Northern Illinois meets expectations

— The steady drumbeat of buildup to this 79th Orange Bowl was whether lil’ old Northern Illinois “belonged” in a Bowl Championship Series game as big and storied as Tuesday night’s at Sun Life Stadium.

Define “belonged,” I might say if I were being charitable.

There is no doubt the Huskies belonged according to every available poll and survey taken in or around DeKalb, Ill.

There must be considerable doubt now, though, whether Northern Illinois belonged in a BCS bowl if the idea was to field a highly competitive game. But here’s the thing: There were long stretches Tuesday night when it didn’t look like the heavily favored Florida State Seminoles belonged on this stage much more than Northern Illinois did.

Florida State won 31-10, and the game was only as close as it was by a largely unwatchable combination of the losers being hugely overmatched and the winners seeming to have only a casual interest in the outcome.

As appetizers go, this one left us mostly hungry, left us wanting. This was the prelude to next week’s BCS Championship Game between Notre Dame and Alabama in the same stadium, but it was a mostly bad football game that neither gave Northern Illinois the full validation it sought nor appreciably demonstrated that the Seminoles have returned to elite status with their first BCS bowl appearance since 2006.

Bad game?

Country singer Jake Owen performed at halftime and put his spin on the Van Halen song “Jump.” I wished he’d adapted the lyrics to reflect the first half. From “might as well jump!” to “might as well punt!”

Northern Illinois was the first school from the Mid-American Conference ever invited to a BCS bowl and was out to prove that a 12-1 record built against the likes of Toledo and Eastern Michigan would stand up against the best team from the bigger Atlantic Coast Conference.

It didn’t, and if you think it did, blame Florida State’s less-than-powerful performance.

Northern Illinois just did not have the caliber of talent to really compete.
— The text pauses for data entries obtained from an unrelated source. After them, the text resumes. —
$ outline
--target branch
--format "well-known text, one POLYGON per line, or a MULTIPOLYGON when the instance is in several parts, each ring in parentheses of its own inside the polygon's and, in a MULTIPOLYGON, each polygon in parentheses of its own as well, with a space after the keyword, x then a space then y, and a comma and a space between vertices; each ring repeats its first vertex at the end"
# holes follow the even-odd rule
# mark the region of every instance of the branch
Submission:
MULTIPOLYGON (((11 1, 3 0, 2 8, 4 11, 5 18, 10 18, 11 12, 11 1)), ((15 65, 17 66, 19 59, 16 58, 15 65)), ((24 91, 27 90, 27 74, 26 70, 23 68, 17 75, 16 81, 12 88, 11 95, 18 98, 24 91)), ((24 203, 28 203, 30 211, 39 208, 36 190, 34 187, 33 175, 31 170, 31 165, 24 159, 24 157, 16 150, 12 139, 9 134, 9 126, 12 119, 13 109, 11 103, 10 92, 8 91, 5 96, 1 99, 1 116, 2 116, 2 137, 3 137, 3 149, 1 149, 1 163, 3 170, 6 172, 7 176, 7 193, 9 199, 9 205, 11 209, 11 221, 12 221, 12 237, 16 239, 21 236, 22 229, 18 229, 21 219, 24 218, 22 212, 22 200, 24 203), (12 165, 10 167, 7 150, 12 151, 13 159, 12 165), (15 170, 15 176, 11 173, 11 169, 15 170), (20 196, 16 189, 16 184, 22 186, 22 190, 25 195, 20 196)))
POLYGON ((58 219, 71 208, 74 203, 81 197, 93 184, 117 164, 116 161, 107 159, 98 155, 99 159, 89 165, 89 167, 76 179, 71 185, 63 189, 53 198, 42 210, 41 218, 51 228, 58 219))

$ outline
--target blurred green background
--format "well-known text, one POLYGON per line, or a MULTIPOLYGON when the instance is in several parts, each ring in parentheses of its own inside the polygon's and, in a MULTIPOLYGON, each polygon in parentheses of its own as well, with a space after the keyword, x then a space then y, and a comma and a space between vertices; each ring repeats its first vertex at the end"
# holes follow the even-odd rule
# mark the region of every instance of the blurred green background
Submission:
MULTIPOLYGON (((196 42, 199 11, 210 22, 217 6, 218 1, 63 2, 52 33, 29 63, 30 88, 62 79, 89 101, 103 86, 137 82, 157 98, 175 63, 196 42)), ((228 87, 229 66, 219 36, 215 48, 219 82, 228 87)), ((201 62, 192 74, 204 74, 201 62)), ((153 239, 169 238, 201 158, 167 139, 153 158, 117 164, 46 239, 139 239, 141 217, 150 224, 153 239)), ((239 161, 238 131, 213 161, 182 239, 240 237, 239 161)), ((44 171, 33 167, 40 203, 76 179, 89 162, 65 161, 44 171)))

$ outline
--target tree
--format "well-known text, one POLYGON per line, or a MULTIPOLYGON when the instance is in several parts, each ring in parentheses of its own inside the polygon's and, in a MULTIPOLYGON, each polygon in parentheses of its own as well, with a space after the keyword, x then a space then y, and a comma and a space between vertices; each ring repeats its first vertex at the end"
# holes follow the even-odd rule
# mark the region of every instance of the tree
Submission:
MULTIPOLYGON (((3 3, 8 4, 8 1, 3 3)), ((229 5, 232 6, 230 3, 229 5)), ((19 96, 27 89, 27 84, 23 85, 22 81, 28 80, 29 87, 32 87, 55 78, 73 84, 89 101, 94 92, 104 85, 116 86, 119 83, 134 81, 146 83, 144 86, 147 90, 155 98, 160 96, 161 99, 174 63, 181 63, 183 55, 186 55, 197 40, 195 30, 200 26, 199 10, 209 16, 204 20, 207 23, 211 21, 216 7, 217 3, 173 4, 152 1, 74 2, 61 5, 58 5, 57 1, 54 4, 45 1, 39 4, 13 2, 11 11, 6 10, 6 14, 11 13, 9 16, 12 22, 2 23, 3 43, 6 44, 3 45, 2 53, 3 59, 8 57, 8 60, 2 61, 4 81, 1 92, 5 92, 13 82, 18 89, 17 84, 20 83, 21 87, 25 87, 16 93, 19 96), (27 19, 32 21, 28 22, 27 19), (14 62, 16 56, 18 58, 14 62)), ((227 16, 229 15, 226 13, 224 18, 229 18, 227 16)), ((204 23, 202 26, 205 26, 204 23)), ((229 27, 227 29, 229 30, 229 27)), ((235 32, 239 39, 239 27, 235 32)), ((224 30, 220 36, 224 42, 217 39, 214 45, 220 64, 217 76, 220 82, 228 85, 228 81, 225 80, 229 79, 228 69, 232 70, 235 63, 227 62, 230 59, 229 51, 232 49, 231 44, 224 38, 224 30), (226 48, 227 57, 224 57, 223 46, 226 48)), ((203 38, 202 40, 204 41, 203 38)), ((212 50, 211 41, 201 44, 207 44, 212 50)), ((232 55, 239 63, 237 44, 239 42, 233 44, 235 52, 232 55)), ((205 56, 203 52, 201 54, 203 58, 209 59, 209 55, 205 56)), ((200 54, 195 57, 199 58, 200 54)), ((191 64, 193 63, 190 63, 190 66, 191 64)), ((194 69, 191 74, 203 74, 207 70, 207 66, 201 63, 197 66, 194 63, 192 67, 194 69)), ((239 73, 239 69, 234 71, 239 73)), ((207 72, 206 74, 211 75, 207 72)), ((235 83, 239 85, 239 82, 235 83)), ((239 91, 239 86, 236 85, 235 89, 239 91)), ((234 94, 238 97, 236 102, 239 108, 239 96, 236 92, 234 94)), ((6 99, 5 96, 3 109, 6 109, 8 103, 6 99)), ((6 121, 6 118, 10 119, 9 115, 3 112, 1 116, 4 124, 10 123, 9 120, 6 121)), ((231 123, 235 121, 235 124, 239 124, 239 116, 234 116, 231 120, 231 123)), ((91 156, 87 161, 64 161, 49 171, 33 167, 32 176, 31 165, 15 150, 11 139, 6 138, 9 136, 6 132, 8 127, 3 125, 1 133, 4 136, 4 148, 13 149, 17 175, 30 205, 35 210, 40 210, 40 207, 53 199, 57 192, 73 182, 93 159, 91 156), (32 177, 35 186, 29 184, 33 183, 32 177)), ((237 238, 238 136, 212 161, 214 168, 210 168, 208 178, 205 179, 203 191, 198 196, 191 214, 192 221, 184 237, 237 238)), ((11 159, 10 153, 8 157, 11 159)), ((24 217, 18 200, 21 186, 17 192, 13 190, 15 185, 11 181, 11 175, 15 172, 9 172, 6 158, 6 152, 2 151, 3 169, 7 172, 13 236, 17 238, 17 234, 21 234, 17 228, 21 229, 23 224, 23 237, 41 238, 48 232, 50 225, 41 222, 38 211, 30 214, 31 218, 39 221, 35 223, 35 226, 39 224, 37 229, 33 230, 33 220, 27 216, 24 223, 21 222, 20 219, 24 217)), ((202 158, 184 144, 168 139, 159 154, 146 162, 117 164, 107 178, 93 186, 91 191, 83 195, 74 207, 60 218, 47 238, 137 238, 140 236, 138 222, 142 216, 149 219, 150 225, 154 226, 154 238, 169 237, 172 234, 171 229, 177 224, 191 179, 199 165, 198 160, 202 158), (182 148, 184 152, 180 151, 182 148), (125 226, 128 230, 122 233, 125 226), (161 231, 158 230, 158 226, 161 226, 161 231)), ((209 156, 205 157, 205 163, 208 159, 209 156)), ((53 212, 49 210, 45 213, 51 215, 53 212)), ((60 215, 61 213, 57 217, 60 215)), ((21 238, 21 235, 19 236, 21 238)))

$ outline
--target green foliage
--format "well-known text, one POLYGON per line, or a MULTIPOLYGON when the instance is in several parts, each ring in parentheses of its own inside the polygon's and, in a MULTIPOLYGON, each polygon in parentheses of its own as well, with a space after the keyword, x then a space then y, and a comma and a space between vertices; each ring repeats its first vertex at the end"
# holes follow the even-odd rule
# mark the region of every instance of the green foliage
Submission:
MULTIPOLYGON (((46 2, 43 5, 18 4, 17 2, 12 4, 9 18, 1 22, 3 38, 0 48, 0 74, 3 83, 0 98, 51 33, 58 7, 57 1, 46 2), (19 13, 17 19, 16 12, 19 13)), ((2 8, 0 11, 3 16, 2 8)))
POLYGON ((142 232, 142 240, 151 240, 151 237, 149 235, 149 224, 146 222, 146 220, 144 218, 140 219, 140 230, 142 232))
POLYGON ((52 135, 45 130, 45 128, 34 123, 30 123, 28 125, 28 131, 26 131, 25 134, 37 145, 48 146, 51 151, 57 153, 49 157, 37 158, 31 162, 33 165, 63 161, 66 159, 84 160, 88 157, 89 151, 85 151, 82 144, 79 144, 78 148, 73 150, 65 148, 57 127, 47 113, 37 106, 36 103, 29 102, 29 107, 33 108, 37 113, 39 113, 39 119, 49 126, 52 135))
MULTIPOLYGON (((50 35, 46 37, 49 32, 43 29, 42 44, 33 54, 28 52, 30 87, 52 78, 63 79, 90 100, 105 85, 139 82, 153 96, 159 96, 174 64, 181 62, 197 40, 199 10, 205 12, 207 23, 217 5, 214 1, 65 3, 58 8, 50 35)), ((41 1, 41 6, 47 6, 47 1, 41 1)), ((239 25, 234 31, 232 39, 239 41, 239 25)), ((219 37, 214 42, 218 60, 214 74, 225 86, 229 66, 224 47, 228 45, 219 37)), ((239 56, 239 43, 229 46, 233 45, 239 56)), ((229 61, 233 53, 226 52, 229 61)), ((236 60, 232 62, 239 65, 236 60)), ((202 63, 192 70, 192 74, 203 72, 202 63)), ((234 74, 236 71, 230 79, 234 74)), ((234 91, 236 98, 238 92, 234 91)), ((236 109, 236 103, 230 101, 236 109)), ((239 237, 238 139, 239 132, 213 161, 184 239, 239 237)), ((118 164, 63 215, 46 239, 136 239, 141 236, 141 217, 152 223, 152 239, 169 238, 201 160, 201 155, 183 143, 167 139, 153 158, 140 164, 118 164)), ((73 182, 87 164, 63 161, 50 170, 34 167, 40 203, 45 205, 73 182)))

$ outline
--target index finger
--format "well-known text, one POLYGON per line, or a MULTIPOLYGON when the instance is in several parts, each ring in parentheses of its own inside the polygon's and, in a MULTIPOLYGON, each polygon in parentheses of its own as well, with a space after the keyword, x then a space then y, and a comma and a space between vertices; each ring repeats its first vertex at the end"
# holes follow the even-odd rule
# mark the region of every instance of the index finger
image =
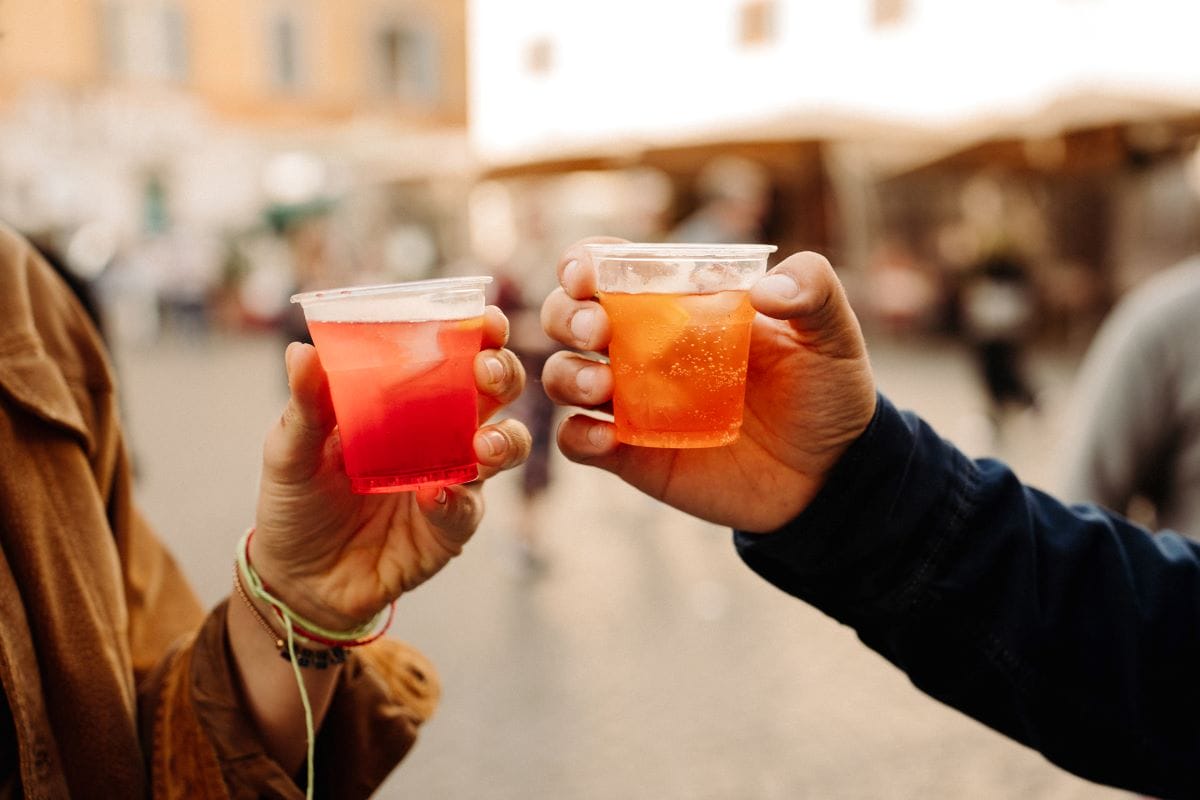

Even Northern Illinois’ coach, Rod Carey, had implied as much leading up to the game in trying to explain the chip on his players’ shoulders.

“These guys are recruited from the MAC,” he’d said. “They’re told they’re not good enough to play elsewhere.”

I have my doubts whether Northern Illinois would beat the Miami Hurricanes.

So Northern Illinois came into the game prepared to try everything to make up the shortfall in talent. The Huskies were overmatched, clearly the inferior team, and knew it. Their game plan, their daring, said so. Northern Illinois faked a punt for the first time all season, and pulled it off. It tried an onside kick for the first time, and recovered that, too.

The tricks kept it close for a while.

The loss was as respectable as losses can be, all things considered.

Underdog might be the most casually overused word in sports - most every game in every sport has one, after all - but not quite like this. Not like we saw coming into this game.

You had the feeling the Huskies were playing for more than the good folks back home in DeKalb or the 6,000 or so fans who made a winter vacation of this trip. They were playing for the little guys everywhere. Not just for the underdogs. For the teams told they don’t even belong on the same field. They were playing for anybody who has ever been laughed at or told, “You aren’t good enough.”

The Huskies spent an entire week being asked in various ways if they “belonged.” They could only have been more obviously cast in their role if the players had all carried slingshots as props.

Carey had called Northern Illinois “a well-kept secret” and said “we’re trying to let people in on the secret.”

The fairy-tale ending didn’t happen.

But if you’re asking now, after this game, whether Northern Illinois “belonged” on this stage, I’d say this. College football TV analyst Kirk Herbstreit had said Northern Illinois making a BCS bowl was a “disgrace.” It could have been. It wasn’t.

But neither did it validate the MAC or Northern Illinois.